BOOK REVIEW: One Christmas Wish by Katherine Rundell, illustrated by Emily Sutton

November 2017
Paperback, $24.99
Reviewed by Steph O’Connell

Picture Books / Christmas


When you wish you have to wish with every inch of your heart.

It’s Christmas Eve and Theo, left at home with a babysitter, sees an odd-looking star out of his window. He decides to make a wish. He wishes that he had some friends to keep him company. Moments later the Christmas decorations begin to disentangle themselves from the tree behind him, ready to wreak a little havoc…

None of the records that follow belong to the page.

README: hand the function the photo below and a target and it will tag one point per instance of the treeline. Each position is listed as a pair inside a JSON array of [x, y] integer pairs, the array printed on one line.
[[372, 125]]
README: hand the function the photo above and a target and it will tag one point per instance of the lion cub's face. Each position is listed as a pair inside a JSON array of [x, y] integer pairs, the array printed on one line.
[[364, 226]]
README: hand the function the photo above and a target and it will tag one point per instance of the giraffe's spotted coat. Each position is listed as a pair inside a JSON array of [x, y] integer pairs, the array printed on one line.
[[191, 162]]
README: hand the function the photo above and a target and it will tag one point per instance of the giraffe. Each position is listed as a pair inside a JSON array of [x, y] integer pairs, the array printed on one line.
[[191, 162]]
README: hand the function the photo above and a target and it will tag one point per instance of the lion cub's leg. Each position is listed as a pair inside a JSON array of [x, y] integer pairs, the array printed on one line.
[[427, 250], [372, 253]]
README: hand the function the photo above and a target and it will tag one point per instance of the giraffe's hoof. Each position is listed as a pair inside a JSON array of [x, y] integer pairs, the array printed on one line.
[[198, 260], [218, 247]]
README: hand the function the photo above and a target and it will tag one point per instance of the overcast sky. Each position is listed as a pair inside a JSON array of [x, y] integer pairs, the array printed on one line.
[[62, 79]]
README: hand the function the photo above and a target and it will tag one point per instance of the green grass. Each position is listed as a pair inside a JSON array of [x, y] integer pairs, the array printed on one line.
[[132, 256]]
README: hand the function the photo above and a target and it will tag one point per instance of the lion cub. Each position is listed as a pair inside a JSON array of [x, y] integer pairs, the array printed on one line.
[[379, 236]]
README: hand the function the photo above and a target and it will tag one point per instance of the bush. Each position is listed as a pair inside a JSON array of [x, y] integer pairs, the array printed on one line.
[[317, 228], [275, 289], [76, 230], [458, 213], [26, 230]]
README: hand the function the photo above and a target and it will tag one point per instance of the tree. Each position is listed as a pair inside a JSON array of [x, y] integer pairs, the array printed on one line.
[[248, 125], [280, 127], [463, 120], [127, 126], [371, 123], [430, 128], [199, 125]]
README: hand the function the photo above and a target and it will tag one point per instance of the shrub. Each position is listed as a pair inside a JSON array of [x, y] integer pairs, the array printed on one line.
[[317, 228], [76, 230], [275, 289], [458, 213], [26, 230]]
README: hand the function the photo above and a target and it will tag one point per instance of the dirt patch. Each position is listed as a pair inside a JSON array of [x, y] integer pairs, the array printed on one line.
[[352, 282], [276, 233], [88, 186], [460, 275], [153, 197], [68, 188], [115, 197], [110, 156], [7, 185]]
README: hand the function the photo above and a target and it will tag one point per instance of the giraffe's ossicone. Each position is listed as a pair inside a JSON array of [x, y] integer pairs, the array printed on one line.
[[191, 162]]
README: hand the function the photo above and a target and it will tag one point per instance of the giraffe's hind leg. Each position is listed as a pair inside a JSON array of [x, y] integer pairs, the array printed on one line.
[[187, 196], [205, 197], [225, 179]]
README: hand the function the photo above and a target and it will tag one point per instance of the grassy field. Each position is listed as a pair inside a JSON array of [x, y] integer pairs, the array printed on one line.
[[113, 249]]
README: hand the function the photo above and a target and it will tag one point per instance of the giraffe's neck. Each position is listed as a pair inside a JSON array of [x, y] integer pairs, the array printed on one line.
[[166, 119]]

One Christmas Wish, while only released in 2017, has the instant feel of a classic Christmas story.

It offers a lot of heart:

He wished with every inch of heart he had. I want not to be alone, he thought. He said it out loud. ‘I wish for someone to be with. I wish to be un-alone.’ He hoped shooting stars did not care about grammar.

Some good laughs:

At the door, the tin soldier hesitated. ‘Do you think I should smarten myself up first? I have a feeling you’re supposed to brush your hair if you’re hoping to fall in love.’
‘But you don’t have hair.’ Theo was envious. He hated washing his hair.
‘But it’s the principle of the thing,’ said the tin soldier.

And some spot-on kid logic:

‘I seem to have forgotten how to sing. I know I knew once: I remember it very vividly. I had great talent. But I can’t remember how. And I’m a robin.’ The robin’s voice cracked. ‘All real robins sing. Can you teach me?’
‘Oh – I’m so sorry!’ said Theo. ‘But I don’t know how you explain singing. It’s just something that happens. Like dancing. Or farting.’

All of which recommend this as a story for the whole family, though the ideal independent reading age would be between six and eight.

There are elements of classic stories brought together here, like the toy soldier who’s looking for love, the robin who needs to remember how to sing, and an illustration style that is reminiscent of Little Golden Books. The story offers a quest, with problems to solve along the way, and the granting of a wish most kids will be familiar with; spending more time with the grown-ups they love, who inevitably often find themselves working until closer and closer to Christmas day with each passing year.

Definitely a Christmas story for the whole family to share!